Corpse flower: Kew Gardens' foul-smelling plant blooms again

Video caption, take a look: Kew Gardens' “corpse flower” blooms

June 19, 2024

Visitors to Kew Gardens can still get a glimpse and smell the titan arum plants, also known as corpse flowers, which burst into bloom en masse on Tuesday.

The flowers, which are said to emit a foul stench like rotten meat, usually only bloom once every two years.

According to a famous botanical garden in southwest London, each time the titan arum blooms, it attracts thousands of visitors who come to experience its “magnificent sight and unpleasant stench”.

The facility extended its opening hours on Tuesday but told the BBC the cherry blossoms were likely to only last until the end of Wednesday.

Image credit: Marnie Chesterton/BBC

Image caption: People line up inside the greenhouse to sniff the smelly flowers.

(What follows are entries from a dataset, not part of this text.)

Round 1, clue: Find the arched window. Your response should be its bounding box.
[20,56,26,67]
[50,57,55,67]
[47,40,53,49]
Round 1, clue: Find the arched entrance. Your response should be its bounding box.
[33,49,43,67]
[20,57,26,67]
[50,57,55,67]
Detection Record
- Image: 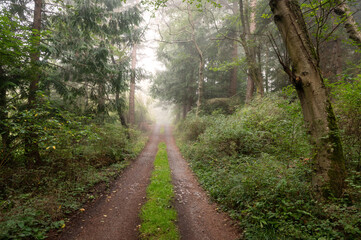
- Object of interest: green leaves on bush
[178,93,361,239]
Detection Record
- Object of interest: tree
[331,0,361,49]
[25,0,43,165]
[270,0,346,200]
[129,43,137,125]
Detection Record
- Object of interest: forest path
[56,126,160,240]
[165,126,240,240]
[51,126,240,240]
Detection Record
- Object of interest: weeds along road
[56,126,240,240]
[54,126,160,240]
[165,126,240,240]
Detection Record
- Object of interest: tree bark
[239,0,264,103]
[334,0,361,49]
[129,44,137,125]
[98,82,105,123]
[270,0,346,200]
[115,89,128,128]
[25,0,43,167]
[0,84,11,163]
[188,6,204,116]
[229,2,238,97]
[246,75,254,104]
[229,38,238,97]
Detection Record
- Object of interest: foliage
[328,75,361,203]
[140,142,180,240]
[0,123,146,239]
[178,94,361,239]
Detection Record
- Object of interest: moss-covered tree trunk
[25,0,43,167]
[129,44,137,125]
[239,0,264,103]
[270,0,345,200]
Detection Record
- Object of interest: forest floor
[50,126,240,240]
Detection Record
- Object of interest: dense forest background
[0,0,361,239]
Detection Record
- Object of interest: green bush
[178,93,361,239]
[0,121,146,239]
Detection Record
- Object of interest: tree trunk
[246,74,254,104]
[98,82,105,123]
[229,2,238,97]
[229,41,238,97]
[129,44,137,125]
[239,0,264,103]
[115,88,128,128]
[196,56,204,116]
[334,0,361,49]
[188,6,204,116]
[270,0,346,200]
[25,0,42,167]
[0,84,12,163]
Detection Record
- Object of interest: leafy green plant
[178,94,361,239]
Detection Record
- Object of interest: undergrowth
[0,124,146,239]
[178,89,361,239]
[140,143,180,240]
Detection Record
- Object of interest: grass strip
[140,143,180,240]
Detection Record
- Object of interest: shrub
[178,93,361,239]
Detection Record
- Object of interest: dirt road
[56,126,240,240]
[165,127,240,240]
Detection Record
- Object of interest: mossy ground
[140,143,180,240]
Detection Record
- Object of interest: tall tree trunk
[25,0,43,167]
[98,82,105,123]
[229,2,238,97]
[333,38,342,80]
[333,0,361,49]
[129,44,137,125]
[115,88,128,128]
[0,84,12,163]
[239,0,264,103]
[246,74,254,104]
[270,0,346,200]
[188,5,204,116]
[229,41,238,97]
[196,56,204,116]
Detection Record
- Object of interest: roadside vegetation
[178,79,361,239]
[0,119,146,239]
[140,142,180,240]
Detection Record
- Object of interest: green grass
[0,123,147,240]
[140,143,180,240]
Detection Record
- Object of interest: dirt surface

According to Kew Gardens, the plant has the largest floral structure in the world and can reach heights of nearly 10 feet (3 meters).

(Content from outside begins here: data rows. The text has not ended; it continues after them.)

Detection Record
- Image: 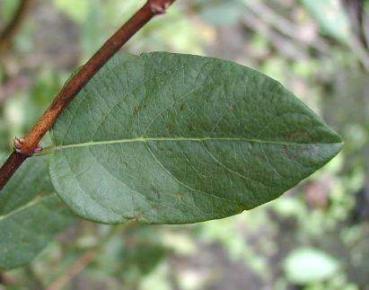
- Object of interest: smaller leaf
[284,248,339,284]
[0,194,74,270]
[0,157,75,270]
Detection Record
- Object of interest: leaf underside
[50,53,342,223]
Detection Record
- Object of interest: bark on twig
[0,0,175,190]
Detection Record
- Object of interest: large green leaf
[50,53,342,223]
[0,157,75,269]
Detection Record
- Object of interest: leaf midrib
[45,137,341,153]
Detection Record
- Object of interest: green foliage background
[0,0,369,290]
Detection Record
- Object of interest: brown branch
[0,0,34,55]
[0,0,175,190]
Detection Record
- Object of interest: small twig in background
[0,0,175,190]
[47,221,137,290]
[0,0,35,56]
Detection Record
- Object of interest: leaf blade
[50,53,342,223]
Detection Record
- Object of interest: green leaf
[0,157,54,215]
[0,157,75,270]
[50,53,342,223]
[284,248,339,284]
[0,194,74,270]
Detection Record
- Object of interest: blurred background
[0,0,369,290]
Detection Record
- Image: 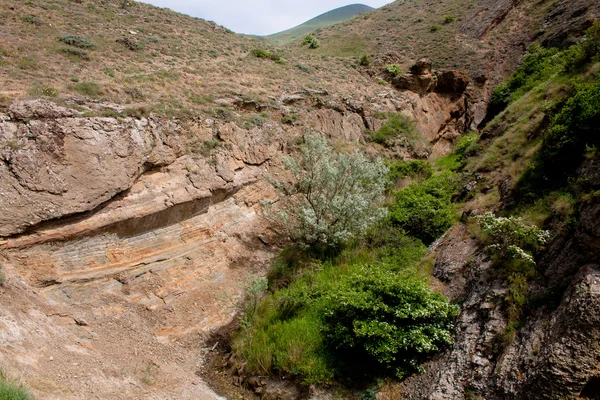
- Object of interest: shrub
[323,265,458,379]
[384,64,402,76]
[389,173,456,244]
[116,37,145,51]
[477,212,550,265]
[73,82,101,97]
[358,54,371,67]
[57,35,96,49]
[29,83,58,97]
[22,15,42,26]
[252,48,281,62]
[58,47,90,61]
[263,136,387,245]
[444,15,456,24]
[302,33,321,49]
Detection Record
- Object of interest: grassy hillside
[293,0,555,80]
[266,4,373,45]
[0,0,380,117]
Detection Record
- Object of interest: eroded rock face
[0,100,181,236]
[403,166,600,400]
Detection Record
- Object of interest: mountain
[0,0,600,400]
[265,4,374,45]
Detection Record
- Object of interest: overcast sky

Its flowers are the colour of meat and the inflorescences give off heat, which helps spread the scent and can attract pollinators from up to half a mile away, according to Kew Gardens.

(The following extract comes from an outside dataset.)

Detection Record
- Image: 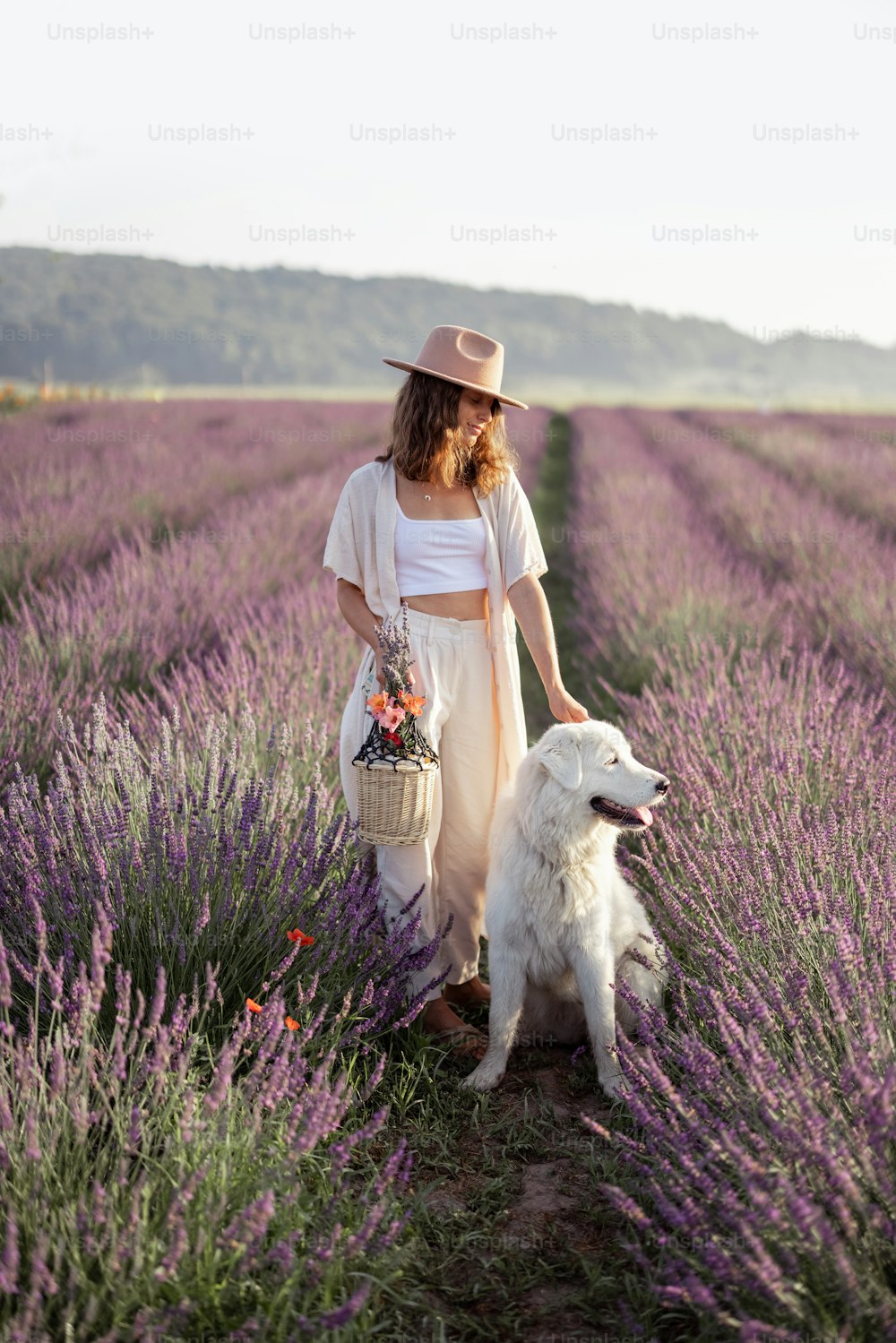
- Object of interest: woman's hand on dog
[548,686,590,722]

Marnie Chesterton, science journalist and presenter of BBC Radio 4's Inside Science, who visited the “hot and humid” conservatory on Wednesday, said there was “an audible buzz of excitement from the crowd.”

She explained that the plants' “odor peaked yesterday and could be detected as soon as you opened the greenhouse door,” but that it now “appears to be less severe than before.”

Describing the stench, she said: “I put my face close to the flowers and it smelled like an unwashed toilet and a strong smell like something had exploded in the back of the fridge. Definitely rotten.”

Image credit: Sebastian Ketley/Kew Gardens/PA

Image caption: A team of botanical horticulturists hand-pollinating Titan Arum plants at Kew Gardens

The plant grows only in the tropical rainforests of Sumatra, but is endangered in the wild due to deforestation and land degradation.

Visitors can see it in the Princess of Wales Conservatory on the grounds.

Marnie Chesterton's science report on smelly plants can be heard on BBC Radio 4's Inside Science at 16:30 on Thursday, or on BBC Sounds.